Scott Pelley: This berm marks the border between Syria and Jordan. The refugees that we ran into were coming across the top of the berm and turning themselves in to the safety of Jordanian border officers here. More than a million have crossed into Jordan so far during the three year civil war in Syria.
They had been farmers, shopkeepers, adidas superstar office workers. Now they shared one occupation: saving the children with matted hair and faces covered in ten days of misery. We noticed the little ones around Halima. Turns out she’s the mother of nine.
Scott Pelley: Why did you come?
« There’s bombing all around us, » she said, « I’m afraid for my children. But I don’t know what will become of us now. »
Scott Pelley: You don’t know what’s coming next but you know this must be better than where you came from?
She had taken five of her children. Her husband took four by another route. And they hope to find one another. Halima said they managed to save everyone in her family. But as for the fate of others in her town no translation was needed.

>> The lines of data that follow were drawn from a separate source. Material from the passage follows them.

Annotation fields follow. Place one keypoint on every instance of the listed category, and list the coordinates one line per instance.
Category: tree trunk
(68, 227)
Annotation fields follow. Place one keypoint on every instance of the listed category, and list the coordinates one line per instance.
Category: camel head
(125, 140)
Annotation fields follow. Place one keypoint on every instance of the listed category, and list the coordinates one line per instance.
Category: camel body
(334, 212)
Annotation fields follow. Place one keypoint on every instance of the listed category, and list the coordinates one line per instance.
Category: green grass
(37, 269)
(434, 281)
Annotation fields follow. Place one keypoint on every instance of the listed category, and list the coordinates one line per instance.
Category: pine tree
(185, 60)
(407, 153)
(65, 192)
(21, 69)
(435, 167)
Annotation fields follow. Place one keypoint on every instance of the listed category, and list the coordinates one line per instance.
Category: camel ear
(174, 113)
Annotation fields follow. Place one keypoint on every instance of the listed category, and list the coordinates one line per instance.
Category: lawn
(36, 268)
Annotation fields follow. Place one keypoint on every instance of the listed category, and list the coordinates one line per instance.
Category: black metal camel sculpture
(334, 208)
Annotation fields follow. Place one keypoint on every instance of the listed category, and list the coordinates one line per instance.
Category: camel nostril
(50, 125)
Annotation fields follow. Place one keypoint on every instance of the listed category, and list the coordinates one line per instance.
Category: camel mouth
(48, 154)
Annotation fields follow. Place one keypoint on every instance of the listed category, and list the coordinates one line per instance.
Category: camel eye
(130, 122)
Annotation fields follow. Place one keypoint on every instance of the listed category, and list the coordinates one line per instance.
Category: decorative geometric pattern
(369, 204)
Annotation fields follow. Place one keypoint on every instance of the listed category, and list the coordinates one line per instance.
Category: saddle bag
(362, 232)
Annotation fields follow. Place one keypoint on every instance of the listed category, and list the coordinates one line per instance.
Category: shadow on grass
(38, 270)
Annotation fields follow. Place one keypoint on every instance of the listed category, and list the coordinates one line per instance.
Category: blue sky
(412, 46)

Andrew Harper: This is happening every day. Every day we are getting hundreds of people, sometimes up to a thousand people, fleeing the violence, fleeing the deprivation in Syria and coming across into Jordan.
Andrew Harper is in charge in Jordan for the United Nations high commissioner for refugees.

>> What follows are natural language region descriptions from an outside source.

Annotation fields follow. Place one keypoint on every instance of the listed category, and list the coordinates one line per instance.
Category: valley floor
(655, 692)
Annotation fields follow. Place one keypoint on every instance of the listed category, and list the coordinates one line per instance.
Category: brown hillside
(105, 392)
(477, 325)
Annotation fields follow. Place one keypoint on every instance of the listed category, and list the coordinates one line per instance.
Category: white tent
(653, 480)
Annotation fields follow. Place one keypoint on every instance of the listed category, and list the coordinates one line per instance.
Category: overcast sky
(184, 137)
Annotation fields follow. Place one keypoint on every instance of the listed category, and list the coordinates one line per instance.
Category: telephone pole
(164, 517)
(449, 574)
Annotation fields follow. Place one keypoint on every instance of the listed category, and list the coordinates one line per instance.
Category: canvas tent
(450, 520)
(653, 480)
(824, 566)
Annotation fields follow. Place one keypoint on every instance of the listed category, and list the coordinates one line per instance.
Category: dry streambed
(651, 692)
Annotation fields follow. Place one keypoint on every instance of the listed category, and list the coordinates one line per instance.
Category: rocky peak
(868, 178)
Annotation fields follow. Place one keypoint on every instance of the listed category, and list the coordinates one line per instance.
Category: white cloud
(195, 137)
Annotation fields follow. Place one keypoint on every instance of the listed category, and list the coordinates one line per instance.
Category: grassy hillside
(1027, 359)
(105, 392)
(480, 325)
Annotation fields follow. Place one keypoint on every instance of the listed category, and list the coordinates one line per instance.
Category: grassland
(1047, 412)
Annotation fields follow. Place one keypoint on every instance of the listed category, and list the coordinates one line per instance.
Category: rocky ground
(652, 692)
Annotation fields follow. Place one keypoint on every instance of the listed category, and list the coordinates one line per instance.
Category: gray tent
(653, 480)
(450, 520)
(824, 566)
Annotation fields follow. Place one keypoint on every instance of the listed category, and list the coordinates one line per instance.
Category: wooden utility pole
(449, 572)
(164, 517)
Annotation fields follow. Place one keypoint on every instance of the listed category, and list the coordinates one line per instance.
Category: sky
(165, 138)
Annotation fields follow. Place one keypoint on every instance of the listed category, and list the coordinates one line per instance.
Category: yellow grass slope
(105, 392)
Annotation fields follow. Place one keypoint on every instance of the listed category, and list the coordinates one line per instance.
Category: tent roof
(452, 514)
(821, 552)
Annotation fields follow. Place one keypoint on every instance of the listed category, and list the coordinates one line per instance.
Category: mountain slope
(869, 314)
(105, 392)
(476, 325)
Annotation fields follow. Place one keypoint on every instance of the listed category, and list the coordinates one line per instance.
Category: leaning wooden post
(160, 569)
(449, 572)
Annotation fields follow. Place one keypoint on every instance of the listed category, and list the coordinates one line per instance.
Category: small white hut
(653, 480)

Scott Pelley: What kind of shape are they in when they come at the end of this journey?
Andrew Harper: It’s horrific. We’re seeing children coming across now without any shoes. Often they’ve only got one pair of clothes, some of them are just wearing their pajamas because, when their places were bombed, adidas obuv dámska they had nothing to grab to leave. camp. There was room for everyone on the trucks but no mother would take that chance. They pressed their children in first. Parents had sacrificed all they had to see this moment. And a long dead emotion began to stir. It felt like hope.
Scott Pelley: You know, this war’s been going on for three years. Why are these people still coming now?
Andrew Harper: Because it’s getting worse. I think now more than ever there is absolutely no hope for the future at the moment in Syria.
Part of what has stolen hope inside Syria is hunger. Starvation is a weapon in the war that began as an uprising against the dictator Bashar al Assad. These words read, « kneel or starve. » Signed Assad’s soldiers. All sides are laying siege to communities and cutting off the food. food convoy broke through. The people had eaten the dogs and the cats and were running low on leaves and grass. This girl eventually starved to death, five miles or so from a supermarket.
Ertharin Cousin: Are we willing to lose a generation of children to hunger? To lack of access to medicines? To lack of access to water while we wait until the fighting stops? No. We can’t.
Ertharin Cousin is executive director of the World Food Programme. She’s a former food industry executive from Chicago. donates more than a third of the four billion dollar annual budget.
Ertharin Cousin: The operation in Syria is one of the largest that we have ever operated in WFP. We have over 3,000 trucks supporting 45,000 metric tons of food delivered every month inside Syria.
Scott Pelley: All of that and your people are getting shot at.
Ertharin Cousin: All of that and people are getting shot at. It’s a war zone. It’s a conflict zone. The world doesn’t stop. The war doesn’t stop. The conflict doesn’t end because people need to eat.
The World Food Programme estimates that more than six million Syrians do not know where their next meal is coming from.
Matthew Hollingworth: These are areas where people have nothing. They really do have nothing.
Matthew Hollingworth heads the World Food Programme mission inside Syria. In February, he led an armored column into the city of Homs, which had been sealed off by the dictatorship for 600 days.
Matthew Hollingworth: People were skin and bones. I could lift a grown man because he’d got to about 40 kilos.